Parti kongremizi halkın büyük sahiplenmesiyle gerçekleştirdik. Kongremiz öncesinde yeniden yapılanma sürecini yaşadık. Bu süreçte halka gittik, eksikliklerimizi ve yanlışlarımızı halkın dilinden, fikrinden, gönlünden dinledik ve politikalarımızı buna göre gözden geçirdik.
“Özgürlük için Yeniden” fikri etrafında birleştik. Ciddi bir ivme kazandık. Bu ivmeyi gören rejimin sağında ve solunda duran kesimler ile ellerindeki bürokrasi ve medya güçleri büyük bir telaşa kapıldı.
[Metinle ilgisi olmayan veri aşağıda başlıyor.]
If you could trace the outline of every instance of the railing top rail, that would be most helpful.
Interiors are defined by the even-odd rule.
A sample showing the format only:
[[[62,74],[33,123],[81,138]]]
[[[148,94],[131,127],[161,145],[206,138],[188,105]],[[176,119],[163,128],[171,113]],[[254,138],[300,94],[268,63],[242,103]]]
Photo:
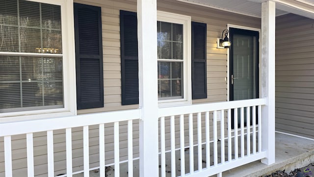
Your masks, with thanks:
[[[222,102],[193,104],[175,107],[159,108],[158,117],[180,115],[190,113],[226,110],[248,106],[266,104],[266,98],[250,99],[243,100],[226,101]]]
[[[0,123],[0,137],[139,119],[139,109]]]

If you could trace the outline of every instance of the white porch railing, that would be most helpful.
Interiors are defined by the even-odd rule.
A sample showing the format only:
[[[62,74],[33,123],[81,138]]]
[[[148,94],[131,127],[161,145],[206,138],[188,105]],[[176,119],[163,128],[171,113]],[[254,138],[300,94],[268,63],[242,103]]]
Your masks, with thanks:
[[[65,147],[66,156],[66,174],[61,176],[72,177],[73,175],[81,172],[84,173],[84,177],[88,177],[89,171],[93,169],[100,169],[100,175],[101,177],[105,176],[105,166],[114,166],[114,176],[119,177],[120,170],[120,164],[122,162],[128,162],[128,176],[133,176],[133,120],[138,119],[139,118],[139,110],[131,110],[128,111],[121,111],[119,112],[106,112],[102,113],[89,114],[82,115],[75,117],[64,117],[56,118],[47,119],[41,119],[20,121],[16,122],[10,122],[0,123],[0,138],[3,137],[4,141],[4,171],[6,177],[14,176],[12,173],[12,151],[11,146],[13,140],[11,137],[16,135],[26,135],[26,148],[23,150],[26,151],[27,155],[27,176],[34,176],[34,138],[33,135],[36,132],[46,132],[47,135],[47,161],[46,168],[48,171],[46,172],[47,176],[54,177],[57,174],[55,174],[54,169],[54,165],[56,163],[54,160],[54,145],[55,147],[56,144],[54,143],[54,131],[63,129],[65,130]],[[119,154],[120,148],[119,148],[119,123],[127,122],[127,160],[123,162],[120,161],[120,154]],[[113,124],[113,126],[109,126],[106,125],[108,123]],[[96,125],[99,130],[98,135],[99,142],[97,146],[99,146],[99,166],[92,169],[90,168],[90,148],[89,145],[89,126]],[[137,124],[138,126],[138,124]],[[113,132],[111,133],[113,136],[113,163],[105,164],[105,129],[113,127]],[[83,148],[83,170],[78,172],[73,172],[73,163],[74,162],[72,155],[74,153],[74,148],[72,143],[74,140],[72,140],[74,128],[82,128],[82,147],[78,148]],[[112,131],[111,129],[109,131]],[[112,141],[112,140],[111,140]],[[1,145],[0,141],[0,145]],[[0,147],[0,149],[2,148]],[[78,148],[76,147],[76,148]],[[0,150],[0,151],[1,150]],[[0,164],[1,163],[0,163]],[[48,168],[47,168],[48,167]],[[36,175],[36,174],[35,174]],[[0,176],[2,176],[0,173]],[[23,176],[26,176],[24,174]],[[16,176],[16,175],[14,176]]]
[[[261,122],[261,106],[265,101],[260,98],[159,109],[161,176],[166,177],[167,171],[171,177],[208,177],[265,158],[266,151],[262,151],[261,123],[256,121],[257,115]],[[245,119],[250,125],[251,118],[252,126],[245,127]],[[166,143],[169,142],[170,145]],[[185,153],[188,150],[188,155]],[[170,167],[169,170],[166,167]]]
[[[209,176],[266,157],[266,152],[262,151],[261,123],[258,124],[256,121],[258,115],[258,122],[261,122],[261,107],[265,105],[265,99],[260,98],[159,109],[159,176],[166,177],[167,171],[167,173],[171,172],[172,177]],[[232,115],[235,120],[233,130]],[[238,115],[240,115],[239,128]],[[34,152],[37,146],[35,144],[39,141],[36,140],[36,134],[40,132],[41,137],[45,137],[44,140],[40,139],[41,143],[43,144],[43,141],[47,142],[45,144],[47,147],[44,148],[45,152],[42,152],[47,157],[44,163],[41,162],[44,165],[40,167],[45,169],[42,171],[47,171],[44,172],[46,174],[44,176],[54,177],[58,175],[56,171],[60,171],[55,169],[57,161],[60,160],[55,159],[55,148],[60,148],[57,144],[62,142],[64,149],[61,150],[65,152],[63,159],[66,161],[63,171],[66,174],[61,176],[72,177],[83,173],[84,177],[88,177],[90,170],[99,169],[100,176],[105,177],[105,167],[114,166],[115,177],[132,177],[133,160],[138,159],[133,156],[134,153],[138,153],[134,151],[138,145],[134,145],[133,141],[138,138],[137,121],[140,115],[139,110],[136,109],[0,123],[0,176],[14,176],[14,170],[12,170],[18,168],[14,168],[16,156],[12,159],[12,155],[14,156],[13,152],[16,149],[14,137],[21,136],[20,135],[24,137],[20,139],[26,140],[25,147],[21,148],[26,154],[26,157],[21,158],[27,159],[24,170],[26,173],[27,171],[28,177],[38,174],[36,169],[38,170],[39,165],[36,163],[38,157]],[[252,126],[245,127],[245,120],[247,125]],[[124,128],[123,132],[119,131],[121,126]],[[90,133],[93,128],[96,130]],[[57,133],[60,130],[63,133]],[[134,131],[136,131],[135,134]],[[124,135],[123,140],[119,139],[121,133]],[[54,142],[59,138],[55,138],[58,136],[64,138],[64,141]],[[108,139],[105,138],[106,136],[110,136],[109,143],[106,141]],[[80,142],[80,146],[78,147],[78,139],[82,143]],[[91,142],[91,139],[93,140]],[[124,158],[121,158],[121,141],[125,142],[123,147]],[[12,145],[15,146],[13,148]],[[105,149],[105,145],[110,147]],[[96,149],[91,148],[95,146],[97,147]],[[77,154],[75,151],[78,148],[82,149],[79,151],[82,156],[80,159],[75,155]],[[109,152],[107,152],[108,148],[110,149]],[[1,159],[1,151],[4,160]],[[108,157],[109,154],[111,157]],[[180,162],[177,160],[179,157]],[[75,167],[78,166],[78,160],[82,164],[79,165],[83,167],[80,170]],[[128,163],[128,174],[120,174],[122,163]],[[169,167],[169,170],[166,170]]]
İnsanlar yaşasın diyen bizler, savaş naraları atanların saldırısına uğruyoruz. Bu saldırıların temel amacı partimizin kazandığı ivmenin önünü kesmek, bizi yalnızlaştırmak, kriminalize etmektir. Böylece bu ülkede Kürt sorununda demokratik çözüm ve barış imkânının konuşulmasını engellemek istiyorlar. Çünkü çözüm ve barış demek, mevcut AKP-MHP-Ergenekon ittifakının sonu demektir. Bu uğursuz ittifakın harcı Kürt karşıtlığı ve çözümsüzlükle karılmıştır.
Bu kapsamda sizin aracılığınızla kamuoyuna, siyasi partilere, toplumsal kesimlere yeniden çağrı yapıyoruz. Uğursuz iktidar ittifakı halkları düşmanlaştıracak, toplumsal kutuplaşmayı getirecek bir politika güdüyor. Buna karşı çıkıp boşa düşürmenin yolu ortak mücadele, birlikte durmak ve barışı talep etmektir.
- 2023 yılının siyasi ve toplumsal panoramasını nasıl değerlendiriyorsunuz? Yeni yıla ilişkin beklentiler ve hedefleriniz nedir?
2023 yılı iktidar ve ortaklarının parmağına bal dolayıp yaladığı, milyonlarca insanın ise sefalete karşı hayatta kalmaya çalıştığı bir yıl oldu. Bu yıl rejimin inkârda ısrarına karşı bir halkın özgürlük mücadelesini de büyüttüğü bir yıldı.
Yeni yılda halklarımıza en güzel hediyemiz gasp edilen belediyelerimizi almak ve yeni belediyeler kazanmak olacak. Gerçek bir demokrasi ve eşitlik talebimiz için mücadelemize devam edecek ve mutlaka başaracağız. 2024 yılını halklar yılı, demokrasi ve barış yılı, refah ve eşitlik yılı yapma konusunda kararlılığımız da irademiz de tamdır.